# Tiki torch question



## Pcinspector1 (Jul 20, 2012)

I have been working with a three story R2 apartment complex trying to control gas and charcoal grills on thier balconies and now the tenants want tiki torches.

Section 308 addresses open flames, is this where I hang my hat or is there another section to address this problem? Please give me code sections if you could.

pc


----------



## mtlogcabin (Jul 20, 2012)

308.4 Group R occupancies.

Open flame, fire and burning in Group R occupancies shall comply with the requirements of Sections 308.1 through 308.1.6.2 and 308.4.1

308.1.6.2 Portable fueled open-flame devices.
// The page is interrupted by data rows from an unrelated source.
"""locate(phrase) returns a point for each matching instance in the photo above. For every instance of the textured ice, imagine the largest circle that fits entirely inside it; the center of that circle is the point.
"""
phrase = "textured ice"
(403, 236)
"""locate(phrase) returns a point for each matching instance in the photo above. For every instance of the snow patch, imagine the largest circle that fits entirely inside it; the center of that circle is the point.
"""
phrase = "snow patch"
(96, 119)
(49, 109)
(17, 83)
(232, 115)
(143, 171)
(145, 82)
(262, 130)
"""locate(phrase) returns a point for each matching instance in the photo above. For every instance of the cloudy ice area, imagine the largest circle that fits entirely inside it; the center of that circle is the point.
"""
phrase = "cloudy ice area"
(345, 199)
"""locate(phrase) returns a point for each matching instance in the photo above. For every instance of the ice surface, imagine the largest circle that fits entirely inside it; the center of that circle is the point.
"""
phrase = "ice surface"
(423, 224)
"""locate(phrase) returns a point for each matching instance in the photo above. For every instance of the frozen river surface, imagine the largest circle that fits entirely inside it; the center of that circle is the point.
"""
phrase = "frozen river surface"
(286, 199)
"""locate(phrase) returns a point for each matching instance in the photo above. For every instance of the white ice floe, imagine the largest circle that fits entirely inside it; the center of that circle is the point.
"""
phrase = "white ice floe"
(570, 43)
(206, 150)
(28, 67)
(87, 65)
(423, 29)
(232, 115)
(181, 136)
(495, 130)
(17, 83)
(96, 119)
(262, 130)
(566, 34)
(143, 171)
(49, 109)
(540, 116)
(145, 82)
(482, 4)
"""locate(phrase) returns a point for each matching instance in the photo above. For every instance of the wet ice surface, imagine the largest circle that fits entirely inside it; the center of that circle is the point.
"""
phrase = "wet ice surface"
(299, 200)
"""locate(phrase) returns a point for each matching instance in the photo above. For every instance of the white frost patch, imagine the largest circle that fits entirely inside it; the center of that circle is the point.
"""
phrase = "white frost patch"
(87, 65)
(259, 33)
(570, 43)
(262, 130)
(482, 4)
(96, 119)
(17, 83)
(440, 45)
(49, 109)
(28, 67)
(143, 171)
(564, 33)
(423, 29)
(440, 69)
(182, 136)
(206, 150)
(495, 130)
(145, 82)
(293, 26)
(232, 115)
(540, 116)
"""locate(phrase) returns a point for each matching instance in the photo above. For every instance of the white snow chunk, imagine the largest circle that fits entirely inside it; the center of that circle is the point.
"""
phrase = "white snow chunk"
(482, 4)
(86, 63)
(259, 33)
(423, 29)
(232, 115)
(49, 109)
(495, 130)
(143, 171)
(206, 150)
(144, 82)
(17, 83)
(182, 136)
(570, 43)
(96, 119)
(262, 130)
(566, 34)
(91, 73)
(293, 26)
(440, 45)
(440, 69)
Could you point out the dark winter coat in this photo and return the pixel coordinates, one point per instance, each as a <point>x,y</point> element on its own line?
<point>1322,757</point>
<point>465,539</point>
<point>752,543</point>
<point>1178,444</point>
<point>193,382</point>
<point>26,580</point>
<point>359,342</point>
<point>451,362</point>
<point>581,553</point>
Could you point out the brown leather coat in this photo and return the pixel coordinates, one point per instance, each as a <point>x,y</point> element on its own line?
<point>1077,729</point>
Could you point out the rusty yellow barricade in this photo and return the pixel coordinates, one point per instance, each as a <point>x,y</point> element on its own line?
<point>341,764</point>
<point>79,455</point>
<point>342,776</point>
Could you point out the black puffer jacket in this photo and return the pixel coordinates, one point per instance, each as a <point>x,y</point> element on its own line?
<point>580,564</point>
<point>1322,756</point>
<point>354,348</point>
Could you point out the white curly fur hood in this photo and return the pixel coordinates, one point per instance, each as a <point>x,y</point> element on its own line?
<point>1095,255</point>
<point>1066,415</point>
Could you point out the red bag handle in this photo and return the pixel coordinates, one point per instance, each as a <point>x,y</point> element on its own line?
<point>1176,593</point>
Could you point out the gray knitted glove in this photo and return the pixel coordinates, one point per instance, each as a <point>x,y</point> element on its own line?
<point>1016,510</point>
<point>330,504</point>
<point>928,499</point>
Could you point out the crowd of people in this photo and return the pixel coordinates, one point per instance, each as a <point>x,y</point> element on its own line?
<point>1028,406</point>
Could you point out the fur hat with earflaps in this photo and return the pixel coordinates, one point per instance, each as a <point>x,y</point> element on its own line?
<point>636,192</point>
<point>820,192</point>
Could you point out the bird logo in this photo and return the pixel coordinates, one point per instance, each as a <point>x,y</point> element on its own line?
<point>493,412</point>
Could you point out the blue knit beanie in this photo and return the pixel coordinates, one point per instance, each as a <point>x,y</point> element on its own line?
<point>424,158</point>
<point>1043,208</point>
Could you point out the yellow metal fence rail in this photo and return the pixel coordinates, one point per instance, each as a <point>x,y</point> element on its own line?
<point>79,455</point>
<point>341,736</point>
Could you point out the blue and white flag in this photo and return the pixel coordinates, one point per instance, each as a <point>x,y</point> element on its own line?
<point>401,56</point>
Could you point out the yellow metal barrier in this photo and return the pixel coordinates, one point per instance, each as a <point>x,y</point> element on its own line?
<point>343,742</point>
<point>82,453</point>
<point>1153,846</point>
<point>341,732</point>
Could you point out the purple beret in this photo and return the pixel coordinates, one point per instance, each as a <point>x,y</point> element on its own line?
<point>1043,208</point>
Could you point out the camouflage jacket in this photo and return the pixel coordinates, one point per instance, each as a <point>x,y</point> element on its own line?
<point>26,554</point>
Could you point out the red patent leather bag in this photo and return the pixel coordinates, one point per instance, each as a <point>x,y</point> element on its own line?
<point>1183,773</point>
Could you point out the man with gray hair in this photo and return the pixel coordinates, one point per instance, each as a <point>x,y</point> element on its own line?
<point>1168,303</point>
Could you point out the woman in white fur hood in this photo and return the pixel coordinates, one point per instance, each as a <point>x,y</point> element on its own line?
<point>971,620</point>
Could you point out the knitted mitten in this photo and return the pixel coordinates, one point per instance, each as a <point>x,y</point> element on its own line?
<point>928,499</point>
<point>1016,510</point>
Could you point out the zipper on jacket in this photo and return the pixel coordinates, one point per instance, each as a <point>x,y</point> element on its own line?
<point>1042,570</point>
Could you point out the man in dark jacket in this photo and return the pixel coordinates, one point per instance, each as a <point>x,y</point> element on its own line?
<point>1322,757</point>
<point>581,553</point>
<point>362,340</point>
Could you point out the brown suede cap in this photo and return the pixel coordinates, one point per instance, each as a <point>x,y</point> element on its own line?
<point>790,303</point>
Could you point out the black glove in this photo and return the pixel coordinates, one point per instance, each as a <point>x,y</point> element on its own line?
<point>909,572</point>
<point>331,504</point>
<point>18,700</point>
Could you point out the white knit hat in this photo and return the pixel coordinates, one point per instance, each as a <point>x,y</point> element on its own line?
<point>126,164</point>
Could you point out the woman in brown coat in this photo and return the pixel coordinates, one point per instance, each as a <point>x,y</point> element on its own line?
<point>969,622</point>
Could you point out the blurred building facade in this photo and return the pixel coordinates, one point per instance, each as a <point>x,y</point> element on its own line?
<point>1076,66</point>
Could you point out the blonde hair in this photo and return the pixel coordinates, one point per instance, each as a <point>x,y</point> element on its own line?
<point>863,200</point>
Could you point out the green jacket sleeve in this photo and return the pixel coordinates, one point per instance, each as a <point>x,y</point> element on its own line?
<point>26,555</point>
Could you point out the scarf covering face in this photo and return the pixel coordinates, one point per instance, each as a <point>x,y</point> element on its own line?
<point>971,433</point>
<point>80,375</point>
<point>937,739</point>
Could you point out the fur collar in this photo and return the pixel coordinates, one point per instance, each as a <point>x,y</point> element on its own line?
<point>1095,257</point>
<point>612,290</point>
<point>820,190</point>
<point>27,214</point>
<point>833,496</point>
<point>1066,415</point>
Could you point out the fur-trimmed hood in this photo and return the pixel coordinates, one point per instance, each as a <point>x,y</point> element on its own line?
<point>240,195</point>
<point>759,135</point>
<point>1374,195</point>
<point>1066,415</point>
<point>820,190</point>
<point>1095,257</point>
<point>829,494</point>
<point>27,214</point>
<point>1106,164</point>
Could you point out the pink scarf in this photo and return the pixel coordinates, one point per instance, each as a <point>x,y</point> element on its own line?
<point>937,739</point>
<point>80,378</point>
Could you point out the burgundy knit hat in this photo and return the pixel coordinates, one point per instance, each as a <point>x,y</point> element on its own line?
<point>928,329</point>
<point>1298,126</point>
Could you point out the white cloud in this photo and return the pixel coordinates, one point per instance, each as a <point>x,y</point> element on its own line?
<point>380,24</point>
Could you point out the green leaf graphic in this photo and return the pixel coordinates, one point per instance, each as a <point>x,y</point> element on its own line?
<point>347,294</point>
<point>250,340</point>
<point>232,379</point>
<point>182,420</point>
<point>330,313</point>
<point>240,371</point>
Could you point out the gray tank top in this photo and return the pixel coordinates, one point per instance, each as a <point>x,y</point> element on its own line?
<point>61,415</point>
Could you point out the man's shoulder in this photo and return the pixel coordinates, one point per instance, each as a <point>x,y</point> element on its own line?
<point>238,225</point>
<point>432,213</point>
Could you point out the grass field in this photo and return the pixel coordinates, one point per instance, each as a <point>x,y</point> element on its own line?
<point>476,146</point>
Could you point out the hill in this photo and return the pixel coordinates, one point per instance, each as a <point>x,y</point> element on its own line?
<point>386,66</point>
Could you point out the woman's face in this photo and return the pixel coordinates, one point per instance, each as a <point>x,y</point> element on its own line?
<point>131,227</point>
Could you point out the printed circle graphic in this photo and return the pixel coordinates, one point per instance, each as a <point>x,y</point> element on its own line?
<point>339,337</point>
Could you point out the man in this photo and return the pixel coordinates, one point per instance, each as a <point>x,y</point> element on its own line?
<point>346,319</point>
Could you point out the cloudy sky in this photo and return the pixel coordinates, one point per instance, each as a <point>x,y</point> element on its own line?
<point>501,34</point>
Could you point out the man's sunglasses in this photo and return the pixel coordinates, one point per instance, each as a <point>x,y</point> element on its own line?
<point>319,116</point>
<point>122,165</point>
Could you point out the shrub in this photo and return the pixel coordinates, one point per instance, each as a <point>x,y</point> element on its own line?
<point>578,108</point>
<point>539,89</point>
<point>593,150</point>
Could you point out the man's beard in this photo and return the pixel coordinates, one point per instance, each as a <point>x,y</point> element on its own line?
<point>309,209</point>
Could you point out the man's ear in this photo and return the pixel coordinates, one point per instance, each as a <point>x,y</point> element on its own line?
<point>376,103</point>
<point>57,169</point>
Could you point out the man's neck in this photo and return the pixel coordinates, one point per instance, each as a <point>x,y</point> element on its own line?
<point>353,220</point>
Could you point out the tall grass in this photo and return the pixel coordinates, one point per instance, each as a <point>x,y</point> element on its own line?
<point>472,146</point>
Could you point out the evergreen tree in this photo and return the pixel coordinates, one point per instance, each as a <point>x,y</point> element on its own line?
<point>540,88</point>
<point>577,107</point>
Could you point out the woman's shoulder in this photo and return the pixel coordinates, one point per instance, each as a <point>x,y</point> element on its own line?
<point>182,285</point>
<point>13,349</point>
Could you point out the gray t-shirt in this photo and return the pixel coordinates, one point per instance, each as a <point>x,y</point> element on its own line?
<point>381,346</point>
308.1.6.2 is the one I would use. Exceptions 3 and 4 will send you to restrictions in an "A" occupancy but those requirements are also specific to the R-2


----------



## mark handler (Jul 20, 2012)

You nailed it, thats all in the fire code


----------



## Coug Dad (Jul 20, 2012)

What would keep you from banning birthday candles?


----------



## mark handler (Jul 20, 2012)

Coug Dad said:
			
		

> What would keep you from banning birthday candles?


Common Sense


----------



## Pcinspector1 (Jul 20, 2012)

Coug Dad said:
			
		

> What would keep you from banning birthday candles?


My wife, she'd put a knot on my head!

pc1


----------



## Coug Dad (Jul 20, 2012)

Where do you draw the line for a HOME OWNER between a tiki torch, a citronella candle, a fondue pot or birthday candles.  common sense is not always so common.  On another board there is a thread about a code official trying to make a sprinkler contractor sprinkler inside a revolving door.  A lack of common sense there.


----------



## mtlogcabin (Jul 20, 2012)

Education is the key here. The ones used at my nieces wedding had a canister with a wick much like an oil lamp. You could turn them upside down and they did not leak. Then again her dad is the fire prevention chief for a resort community in S Fl so I would not have expected any that was not code compliant.

308.3.1 Open-flame decorative devices.

Open-flame decorative devices shall comply with all of the following restrictions:

1. Class I and Class II liquids and LP-gas shall not be used.

2. Liquid- or solid-fueled lighting devices containing more than 8 ounces (237 ml) of fuel must self-extinguish and not leak fuel at a rate of more than 0.25 teaspoon per minute (1.26 ml per minute) if tipped over.


----------